Malathion is an organophosphate and can affect the nervous system. One symptom is trouble swallowing. Right around the time they were spraying I had my first episode of a pill getting caught in my throat. Thank God my mom was there because I could not swallow, breath, or ask for help. Suddenly there I was standing in front of her motioning to my throat. She initially thought I was joking until she saw that milk was coming out of my mouth because my throat had closed. Realizing I was in trouble she jumped up and started doing the heimlich maneuver on me.  It was one of the few times I ever saw her cry. 

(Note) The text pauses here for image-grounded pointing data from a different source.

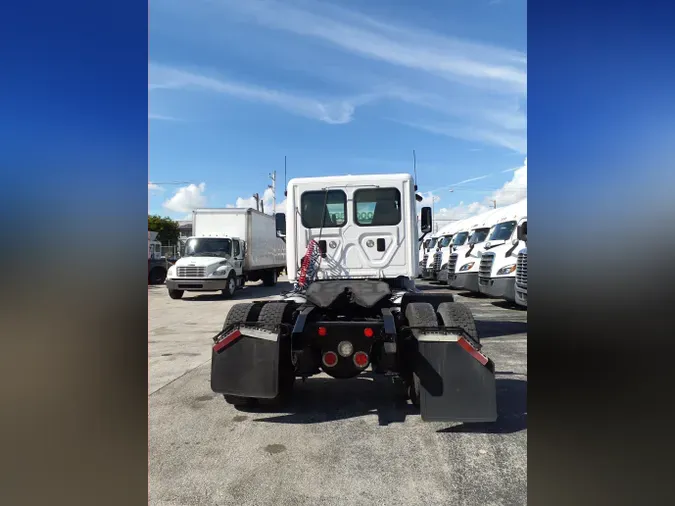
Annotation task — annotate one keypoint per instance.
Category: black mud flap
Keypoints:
(245, 362)
(457, 382)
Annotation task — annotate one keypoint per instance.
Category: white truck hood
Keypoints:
(199, 261)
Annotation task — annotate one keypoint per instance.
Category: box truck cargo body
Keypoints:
(228, 247)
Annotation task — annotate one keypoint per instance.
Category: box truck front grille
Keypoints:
(485, 269)
(452, 263)
(521, 270)
(191, 272)
(438, 256)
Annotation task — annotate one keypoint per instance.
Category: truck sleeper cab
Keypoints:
(458, 240)
(352, 252)
(497, 270)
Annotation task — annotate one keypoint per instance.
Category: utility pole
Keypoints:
(273, 177)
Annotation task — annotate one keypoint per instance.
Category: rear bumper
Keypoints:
(500, 288)
(464, 281)
(196, 285)
(521, 296)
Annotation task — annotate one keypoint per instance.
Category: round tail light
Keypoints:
(361, 359)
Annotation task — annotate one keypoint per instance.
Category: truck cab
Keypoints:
(459, 238)
(521, 268)
(365, 226)
(497, 270)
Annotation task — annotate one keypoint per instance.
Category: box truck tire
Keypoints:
(419, 314)
(270, 277)
(230, 287)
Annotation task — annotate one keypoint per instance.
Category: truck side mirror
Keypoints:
(280, 224)
(426, 220)
(522, 232)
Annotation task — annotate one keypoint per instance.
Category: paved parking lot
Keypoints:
(341, 442)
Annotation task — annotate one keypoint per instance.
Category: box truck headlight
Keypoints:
(506, 270)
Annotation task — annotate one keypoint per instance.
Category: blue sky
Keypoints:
(347, 87)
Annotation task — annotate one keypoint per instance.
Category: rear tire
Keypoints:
(419, 314)
(270, 277)
(274, 314)
(454, 314)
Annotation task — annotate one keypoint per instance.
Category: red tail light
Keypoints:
(361, 359)
(329, 359)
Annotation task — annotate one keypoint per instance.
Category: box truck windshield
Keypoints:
(479, 235)
(503, 231)
(331, 204)
(204, 247)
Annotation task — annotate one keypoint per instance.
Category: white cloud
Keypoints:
(187, 198)
(337, 111)
(513, 191)
(449, 58)
(267, 199)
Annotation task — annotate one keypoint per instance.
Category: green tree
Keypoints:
(166, 228)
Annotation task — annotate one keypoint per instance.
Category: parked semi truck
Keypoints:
(355, 306)
(453, 232)
(497, 271)
(228, 247)
(521, 268)
(157, 265)
(464, 261)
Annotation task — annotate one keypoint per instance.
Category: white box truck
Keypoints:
(228, 247)
(521, 268)
(497, 270)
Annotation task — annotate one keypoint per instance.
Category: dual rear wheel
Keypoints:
(448, 314)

There is so much ignorance and misinformation regarding the consequences of mold/pesticides/chemicals.

According to Dr. Shoemaker 25% of the population has genes that make them susceptible to mold and/or lyme (I happen to have the dreaded genotype making me multisusceptible). He also states that 50% of housing has toxic indoor air. My guess is that figure is closer to 85% in low income housing.

These are some reasons why the past two months have been intense. I have a decision to make. I don't know-am I going to be someone who cannot remain functional living in conventional housing?